Harvard Business Review Analytic Services surveyed 522 professionals from its global audience across multiple industries and uncovered a persistent gap between go-to-market strategy and effective execution.

Global segmentation for HBR research report: Aligning Go-to-Market Execution with Strategy to Better Address Complex Buyer Journeys

OVERCOMING GTM EXECUTION CHALLENGES

To solve the disconnect between strategy and execution, respondents are taking a multi-pronged approach. Alignment, collaboration, and technology are key. Understanding the B2B buyer journey is the organizing principle.

What the report reveals:

  • 78% agree with that their organiza­tion needs better coordination across GTM systems used by marketing and sales yet, only 32% say their sales/ marketing and other teams involved in executing the GTM strategy are very aligned.
  • The organizations pulling ahead are aligned around buyer intelligence and AI at every stage.
  • Buying groups have changed how B2B decisions get made. Companies that haven’t adapted are losing deals they can’t see.

What LeanData recommends for your organization:

  • Align revenue teams around shared metrics, clear roles, and a common GTM strategy.
  • Use the buyer journey, not the funnel, as the strategic framework and understand how buying groups make decisions.
  • Deploy AI within structured, governed GTM orchestration to scale personalization and respond to buyer signals faster.

How Do You Compare?

What steps is your organization taking to improve its B2B go-to-market execution?




57%

Improving coordination among internal teams





40%

Adopting new tools to support internal coordination





37%

Encouraging sales team members to engage multiple members of buying groups


“Pick a very specific sliver to focus on — THIS product set for THIS customer segment in THIS geography. Get that right and start getting value from it.”
Bob Yang with Adobe
Bob Yang
Vice President, AI Transformation GTM, Adobe

FAQ

Footnote:

Organizations were segmented based on how they rated both the importance and effectiveness of their GTM strategy for selling to B2B buyers on a 0-10 scale. Leaders (36%) rated their strategy as very important and very effective (8-10). Followers (42%) rated their strategy as somewhat important and/or somewhat effective (6-7). Laggards (22%) rated their strategy as not very important and/or not very effective (0-5).

Why is there such a big gap between B2B go to market strategy and execution?

In the survey, 48% of respondents cite systems or data sources that aren’t inte­grated with each other well as a challenge for designing its B2B GTM strategy and 43% cite siloed data that doesn’t provide a holistic view of buyer or account engagement as a challenge to executing its B2B GTM strategy.

What do high performing B2B organizations do differently to improve GTM execution?

Sixty-three percent of leaders report that their sales/marketing and other teams are very aligned in executing their B2B GTM strategy, compared to 17% of followers and 11% of laggards.

How do buying groups affect B2B go to market execution?

Purchasing decisions are increasingly made by cross functional buying groups rather than individual stakeholders, which adds complexity to every stage of the GTM process. Organizations that expand their view of buying group members report better pipeline and revenue outcomes.
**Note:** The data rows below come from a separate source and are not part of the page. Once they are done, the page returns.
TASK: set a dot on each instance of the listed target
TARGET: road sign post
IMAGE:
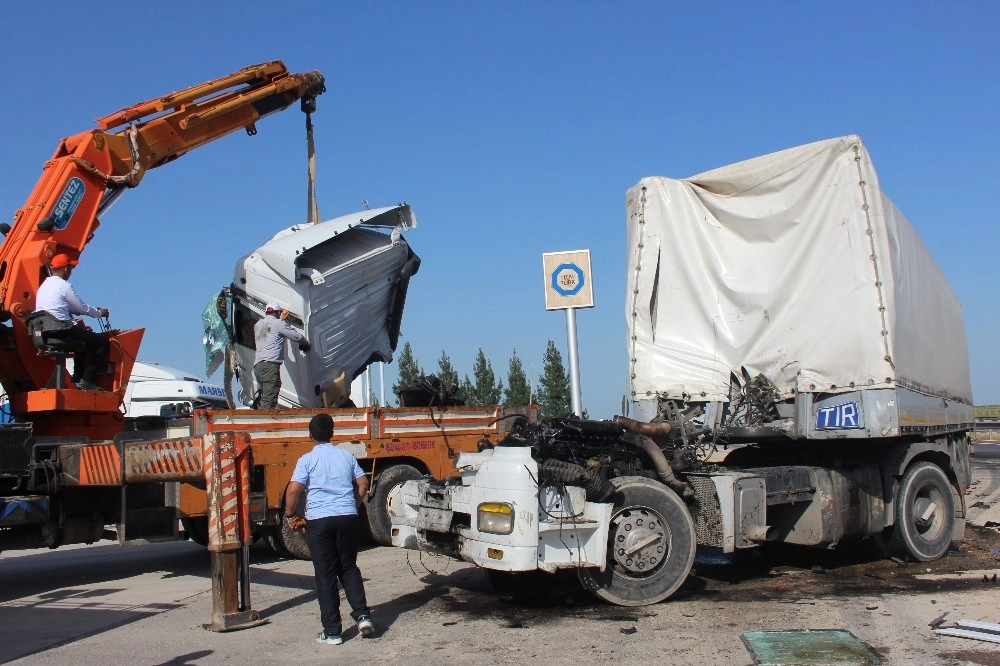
(568, 286)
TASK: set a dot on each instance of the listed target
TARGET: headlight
(496, 518)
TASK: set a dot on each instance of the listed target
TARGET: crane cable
(312, 214)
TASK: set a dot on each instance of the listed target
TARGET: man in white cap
(270, 334)
(57, 297)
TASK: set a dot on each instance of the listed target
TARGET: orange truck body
(416, 441)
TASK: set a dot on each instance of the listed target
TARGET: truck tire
(656, 523)
(197, 529)
(285, 541)
(387, 481)
(288, 543)
(925, 514)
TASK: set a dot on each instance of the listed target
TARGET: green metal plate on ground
(808, 647)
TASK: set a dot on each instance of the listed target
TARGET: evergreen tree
(465, 391)
(553, 391)
(518, 391)
(409, 370)
(485, 388)
(446, 371)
Successfully engaging buying groups requires deeper analysis of each stakeholder’s priorities and better information sharing across teams.

What role does AI play in improving B2B go to market execution?
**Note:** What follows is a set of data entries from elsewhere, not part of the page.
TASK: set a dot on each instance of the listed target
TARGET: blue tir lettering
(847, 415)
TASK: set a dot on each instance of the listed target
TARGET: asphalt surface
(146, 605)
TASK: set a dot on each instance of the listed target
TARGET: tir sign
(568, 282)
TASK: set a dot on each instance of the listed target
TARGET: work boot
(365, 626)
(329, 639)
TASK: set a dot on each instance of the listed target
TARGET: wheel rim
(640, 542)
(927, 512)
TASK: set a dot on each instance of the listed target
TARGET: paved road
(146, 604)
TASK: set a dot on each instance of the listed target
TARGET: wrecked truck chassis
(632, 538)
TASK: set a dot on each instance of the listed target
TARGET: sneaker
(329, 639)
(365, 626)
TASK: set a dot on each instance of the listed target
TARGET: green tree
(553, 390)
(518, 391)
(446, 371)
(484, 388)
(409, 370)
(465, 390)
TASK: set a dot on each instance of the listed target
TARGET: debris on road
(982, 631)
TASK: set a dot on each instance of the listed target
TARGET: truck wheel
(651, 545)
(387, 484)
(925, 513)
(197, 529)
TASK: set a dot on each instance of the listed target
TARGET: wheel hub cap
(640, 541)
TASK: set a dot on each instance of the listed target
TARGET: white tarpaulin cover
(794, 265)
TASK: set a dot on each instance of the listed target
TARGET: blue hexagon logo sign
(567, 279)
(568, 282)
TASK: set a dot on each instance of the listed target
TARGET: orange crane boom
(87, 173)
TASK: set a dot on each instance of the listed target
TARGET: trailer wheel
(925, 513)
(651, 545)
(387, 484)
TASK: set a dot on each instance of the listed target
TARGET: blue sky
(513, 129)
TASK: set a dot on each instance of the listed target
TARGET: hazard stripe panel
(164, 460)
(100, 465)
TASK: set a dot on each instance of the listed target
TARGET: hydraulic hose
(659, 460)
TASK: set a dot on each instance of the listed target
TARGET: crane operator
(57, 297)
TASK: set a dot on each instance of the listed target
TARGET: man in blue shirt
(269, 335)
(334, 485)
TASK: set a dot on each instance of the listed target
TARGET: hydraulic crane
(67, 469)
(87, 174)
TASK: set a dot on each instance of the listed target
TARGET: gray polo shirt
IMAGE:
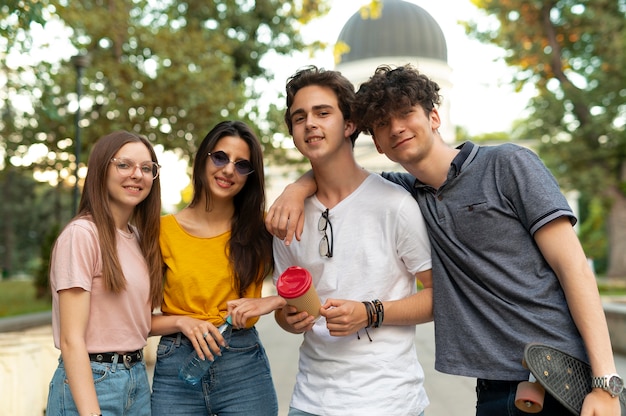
(493, 290)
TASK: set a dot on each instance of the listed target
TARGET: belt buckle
(126, 358)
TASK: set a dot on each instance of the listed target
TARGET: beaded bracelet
(370, 310)
(380, 313)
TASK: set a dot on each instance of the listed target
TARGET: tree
(573, 52)
(168, 70)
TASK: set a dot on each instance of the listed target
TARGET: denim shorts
(237, 383)
(121, 390)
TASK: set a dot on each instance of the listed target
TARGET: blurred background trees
(574, 53)
(168, 70)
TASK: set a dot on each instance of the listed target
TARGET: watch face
(616, 385)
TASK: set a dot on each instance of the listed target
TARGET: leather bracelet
(380, 313)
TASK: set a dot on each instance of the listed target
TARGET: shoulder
(80, 227)
(508, 150)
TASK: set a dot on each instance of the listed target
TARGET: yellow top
(198, 276)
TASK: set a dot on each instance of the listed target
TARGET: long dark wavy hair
(95, 203)
(250, 247)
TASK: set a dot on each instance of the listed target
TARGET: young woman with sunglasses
(105, 275)
(217, 253)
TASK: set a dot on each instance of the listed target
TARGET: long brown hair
(250, 247)
(95, 203)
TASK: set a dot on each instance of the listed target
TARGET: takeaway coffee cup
(295, 285)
Sixty-eight percent of respondents agree that using AI is important for their organization’s GTM strategy for B2B buy­ers. Among respondents whose organizations are using AI tools, the top uses are analyzing disparate data sets for insight, optimizing marketing campaigns, coaching sales reps, refin­ing customer personas, and personalizing advertising or content at scale.

Why is aligning GTM strategy with the buyer journey important for revenue growth?

Ninety-two percent of respondents agree that to be successful, organizations should align their GTM strategy with the B2B buyer journey, yet only 29% say their orga­nization understands today’s B2B buyer journey very well. Sixty-four percent of leaders cite reve­nue growth as a benefit to having a better understanding of the B2B buyer journey, compared to 52% of followers and 37% of laggards.